"He said the strongest thing an individual can have is the mental strength... If you believe in yourself that will set you apart."

The quote, of course, cannot be attributed to Didier Drogba himself, but is a line from former teammate and current Liverpool and England star Daniel Sturridge. While not really news, reading the quote got me thinking a bit about Drogba and his legacy in and around football.

It was quite a busy month of October for Drogba; claiming the 2013 Golden Foot award, leading his Ivory Coast squad to a vital 3-1 first-leg win over Senegal in the CAF World Cup qualifying play-offs, and continuing to bang them in for Galatasaray in the Turkish Super Lig and the Champions League.

His previous record of achievement in football is extraordinary; three-time Premier League champion, four-time winner of the FA Cup, an absolutely litany of personal records and honours, and of course, winner and man of the match of the 2012 UEFA Champions League final. However, what we often neglect in the discourse on Drogba are his absolutely astonishing accomplishments of the pitch.

Before we explore the man’s potential future I would like, for a moment, to bring you back to 2005. Les Éléphant, had just qualified for the 2006 World Cup amidst years of relentless civil war in the Ivory Coast. In the locker room following qualification a camera crew and microphone found their way to Drogba. Then, the unimaginable happened. Drogba, on his knees with his teammates surrounding him, and begged the warring factions; “pardonnez, pardonnez, " forgive, forgive. Within a week, his request had been granted, a cease to hostility had been reached in the Ivory Coast.

Recently, Drogba has stated that he wants to play for four more years, but what will the man go on to do after retirement from the beautiful game? Other popular African footballers have ventured into national politics, most notably Liberian great George Weah. Weah’s foray into the 2005 Liberian presidential election was unsuccessful.

His opponents, namely Harvard educated Ellen Sirleaf, cited his lack of education as proof of Weah’s lack of fitness to govern. My thought was this; could Didier Drogba be the first ever African footballer to win a presidential election in their native country? This is not to say that he would want the position, but ostensibly, could it be achieved?

What makes Drogba such an appealing candidate is not only his history of humanitarian work, not just his popularity in the country as a world class footballer, but something much greater, much more stately, his ability as a spontaneous, charismatic, influential orator.

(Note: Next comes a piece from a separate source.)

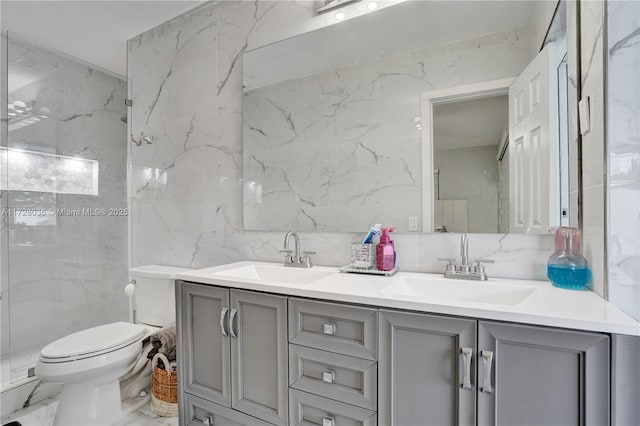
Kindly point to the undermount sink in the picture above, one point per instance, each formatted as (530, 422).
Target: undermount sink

Further evidence of this is his post-match locker room speech following the 2012 Champions League win. According to The Guardian: “The improvised eulogy touched upon everything from previous near-misses to a theatrical chronology of the evening’s events: from unexpected European debuts to defensive resilience, late headed goals to penalty heroics. The testimony was interspersed with a regular refrain that implored, with knees bent in mock worship of the silverware: ‘Why did you elude us for so long?’ He was dancing on the table, praying to the cup.”

Clearly, Drogba has some innate ability to use his words to instill some level of influence, it only remains to be seen whether or not the superstar of sport will ever use this power for the good of his homeland. Or perhaps, when the curtain does fall on this legend’s career, he will drift off into the sunset.

It has been said time and time again; football is a funny old game.